As much as I wish teenage drinking wasn’t a thing, it is.
I didn’t want to risk pushing my daughter away by painting her into a corner with my rigid views. I needed to let go of trying to stop her from turning into me. I needed to just let her be Sadie. Maybe giving her room to make her own mistakes with alcohol, as frightening as that felt, would be healthier for both of us.
Back on the mountain, I typed a response to her text. “You know I’d prefer that you not drink at all. But I’m glad you told me. Call me.”
In spite of spotty reception, we mapped out a plan for the evening. I told her she had to be home at 11:30 on the dot and could only get a ride with her friend’s dad, not any of the party-goers. I warned her to pace herself, to try and nurse just one drink the whole night. And to skip the shots and sips from random bottles being passed around. Before hanging up, I told her I’d check in with her by text throughout the night. And when I did, I expected a response. Right away.
As it turned out, she contacted me first.
“I think I’m tipsy,” she wrote.
I took a big gulp of cool, pine-scented air and tried not to read too much into this news. Sadie’s not you, I reminded myself.
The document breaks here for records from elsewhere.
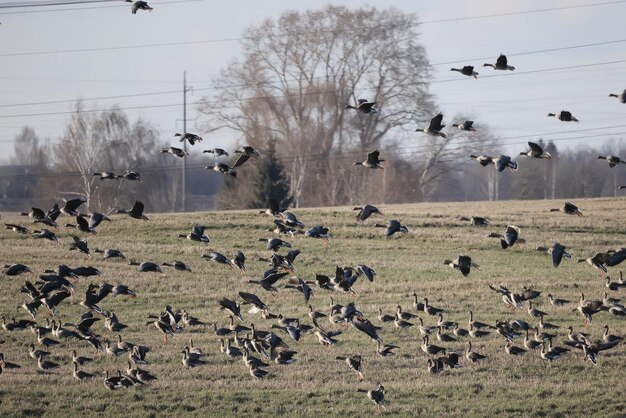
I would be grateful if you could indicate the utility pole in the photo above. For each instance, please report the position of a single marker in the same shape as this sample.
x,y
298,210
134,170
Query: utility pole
x,y
185,89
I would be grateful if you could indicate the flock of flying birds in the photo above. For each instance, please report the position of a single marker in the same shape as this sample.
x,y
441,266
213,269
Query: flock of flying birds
x,y
246,342
243,342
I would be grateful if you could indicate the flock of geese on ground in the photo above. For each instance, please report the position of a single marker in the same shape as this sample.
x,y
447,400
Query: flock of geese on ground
x,y
246,342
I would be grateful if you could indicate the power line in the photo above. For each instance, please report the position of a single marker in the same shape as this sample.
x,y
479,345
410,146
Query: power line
x,y
308,158
87,8
310,93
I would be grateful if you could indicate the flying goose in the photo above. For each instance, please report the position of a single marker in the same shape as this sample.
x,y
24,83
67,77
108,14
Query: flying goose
x,y
372,161
435,126
536,151
501,64
612,160
174,151
468,126
138,5
621,97
467,70
364,106
563,116
191,138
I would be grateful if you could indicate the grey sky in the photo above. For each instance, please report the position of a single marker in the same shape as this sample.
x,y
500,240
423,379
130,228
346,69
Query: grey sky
x,y
514,104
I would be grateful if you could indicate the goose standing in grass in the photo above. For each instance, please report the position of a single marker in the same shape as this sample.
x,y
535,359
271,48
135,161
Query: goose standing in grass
x,y
467,126
179,152
435,127
136,212
366,211
501,64
621,97
196,234
467,70
568,208
483,160
536,151
138,5
612,160
463,263
563,116
364,106
372,161
377,396
558,253
217,152
392,227
189,137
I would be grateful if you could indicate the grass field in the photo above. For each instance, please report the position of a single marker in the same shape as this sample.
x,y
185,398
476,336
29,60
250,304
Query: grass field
x,y
318,384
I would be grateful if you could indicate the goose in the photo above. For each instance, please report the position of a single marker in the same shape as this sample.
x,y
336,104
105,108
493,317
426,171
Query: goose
x,y
473,356
467,126
196,234
364,106
392,227
509,238
34,353
136,212
354,362
223,169
568,208
174,151
377,396
467,70
463,263
132,176
501,64
536,151
217,152
563,116
612,160
435,127
372,161
106,175
189,137
366,211
385,350
79,374
138,5
621,97
503,161
483,160
558,253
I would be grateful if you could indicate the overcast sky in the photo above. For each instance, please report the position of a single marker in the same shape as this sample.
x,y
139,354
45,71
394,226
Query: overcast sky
x,y
32,68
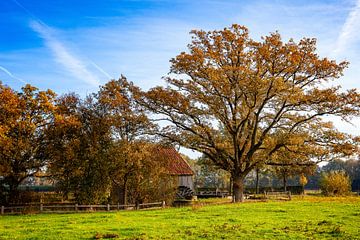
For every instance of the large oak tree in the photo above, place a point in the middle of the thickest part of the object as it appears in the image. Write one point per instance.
(239, 101)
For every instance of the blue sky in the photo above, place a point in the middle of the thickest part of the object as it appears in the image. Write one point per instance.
(76, 45)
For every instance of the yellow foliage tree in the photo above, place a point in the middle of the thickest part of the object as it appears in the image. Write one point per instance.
(239, 101)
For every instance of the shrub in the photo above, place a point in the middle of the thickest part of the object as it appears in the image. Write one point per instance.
(335, 184)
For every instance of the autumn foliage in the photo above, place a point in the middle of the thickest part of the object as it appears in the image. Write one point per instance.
(241, 102)
(244, 104)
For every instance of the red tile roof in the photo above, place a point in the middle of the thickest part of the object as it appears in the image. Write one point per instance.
(176, 164)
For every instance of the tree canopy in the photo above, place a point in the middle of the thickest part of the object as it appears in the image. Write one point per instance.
(240, 101)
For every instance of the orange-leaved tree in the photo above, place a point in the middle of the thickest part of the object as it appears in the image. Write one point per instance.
(24, 119)
(238, 101)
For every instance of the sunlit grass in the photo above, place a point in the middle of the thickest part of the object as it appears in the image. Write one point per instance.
(302, 218)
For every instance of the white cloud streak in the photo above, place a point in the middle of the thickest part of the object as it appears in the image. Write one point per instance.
(11, 75)
(349, 32)
(72, 63)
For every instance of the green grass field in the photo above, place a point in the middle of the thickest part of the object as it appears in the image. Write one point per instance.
(308, 218)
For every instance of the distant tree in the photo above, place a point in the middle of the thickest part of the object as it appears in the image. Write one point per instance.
(81, 143)
(335, 183)
(143, 173)
(238, 101)
(24, 119)
(131, 159)
(208, 175)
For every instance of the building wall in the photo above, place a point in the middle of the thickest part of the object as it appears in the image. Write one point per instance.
(186, 180)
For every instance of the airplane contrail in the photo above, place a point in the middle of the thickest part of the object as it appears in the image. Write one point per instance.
(11, 75)
(63, 55)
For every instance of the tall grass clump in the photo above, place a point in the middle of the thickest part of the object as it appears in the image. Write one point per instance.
(335, 184)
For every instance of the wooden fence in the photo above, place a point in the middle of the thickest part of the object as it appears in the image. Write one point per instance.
(63, 208)
(280, 195)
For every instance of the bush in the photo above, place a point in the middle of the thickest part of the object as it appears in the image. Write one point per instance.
(335, 184)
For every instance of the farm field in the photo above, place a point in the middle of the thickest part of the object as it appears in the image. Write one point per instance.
(301, 218)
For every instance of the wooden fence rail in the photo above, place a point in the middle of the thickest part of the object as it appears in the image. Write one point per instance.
(60, 208)
(285, 195)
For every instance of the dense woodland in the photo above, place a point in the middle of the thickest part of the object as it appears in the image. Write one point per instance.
(246, 105)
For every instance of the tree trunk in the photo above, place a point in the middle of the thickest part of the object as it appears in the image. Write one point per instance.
(285, 182)
(257, 181)
(124, 195)
(238, 188)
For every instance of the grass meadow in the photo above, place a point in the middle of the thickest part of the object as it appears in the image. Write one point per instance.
(300, 218)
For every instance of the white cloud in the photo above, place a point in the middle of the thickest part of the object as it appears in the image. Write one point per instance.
(11, 75)
(350, 31)
(72, 63)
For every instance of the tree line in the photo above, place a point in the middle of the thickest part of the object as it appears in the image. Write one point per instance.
(244, 104)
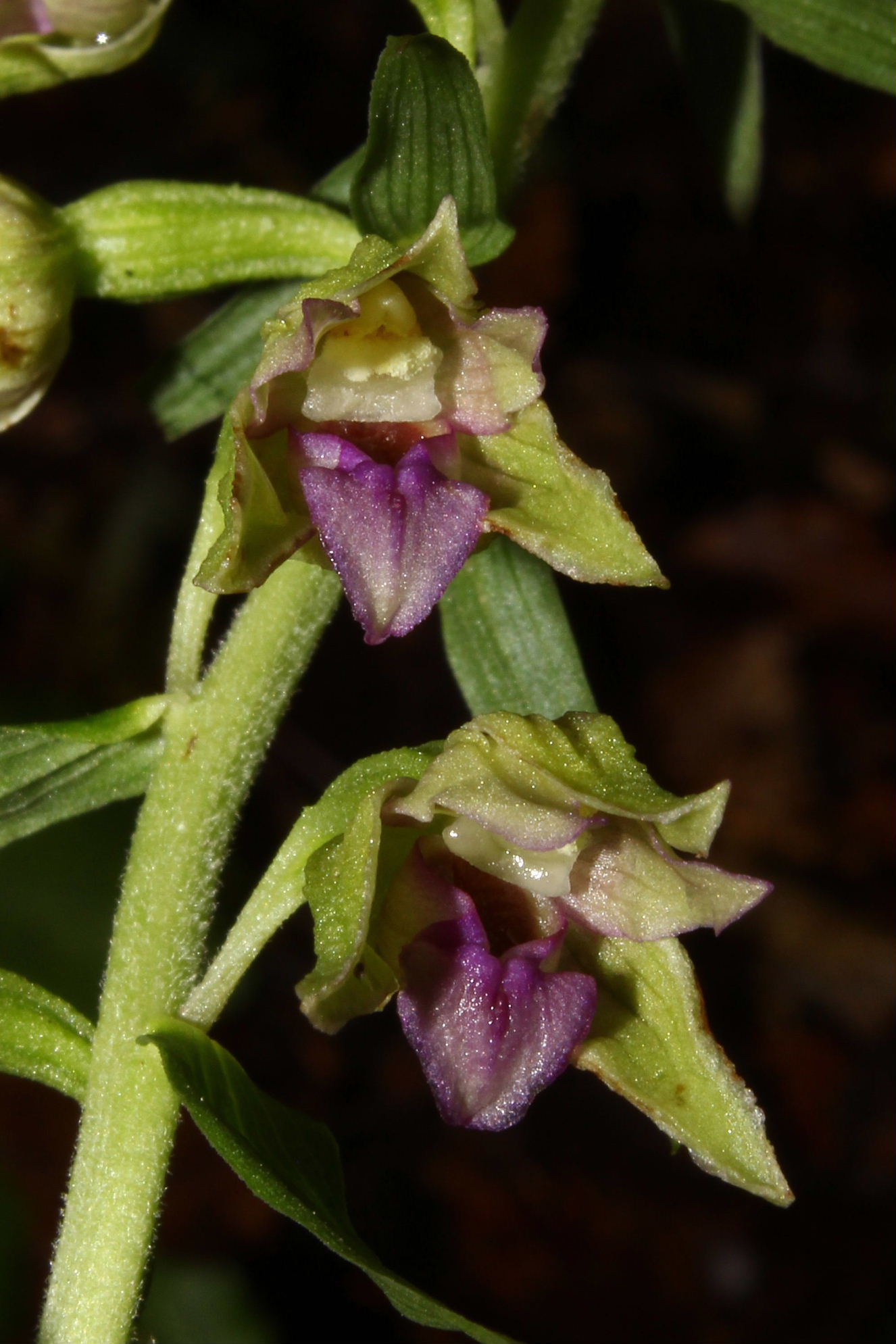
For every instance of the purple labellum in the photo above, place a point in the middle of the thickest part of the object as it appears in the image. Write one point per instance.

“How’s it feel?” I typed back.
“Kind of good, I guess. Not that exciting, really.”
The tension in my neck softened.
A year has passed since that night.
Sadie doesn’t go to a ton of parties, but when she does, she decides beforehand if she’s going to drink.
I know this because we talk about it. She’s discovered that she’s sensitive to alcohol—a few sips and she’s lightheaded. Unlike me at her age, that’s more than enough for her. She opts to skip the booze almost as often as she partakes. She’s never been drunk, failed to come home by her curfew, or gotten in a car with a driver who’s been drinking.
We both know that could change in the future. College, young adulthood and endless opportunities for binge drinking are right around the corner. This scares the crap out of me. But if alcohol does start to derail my daughter’s life, she knows who to turn to for help.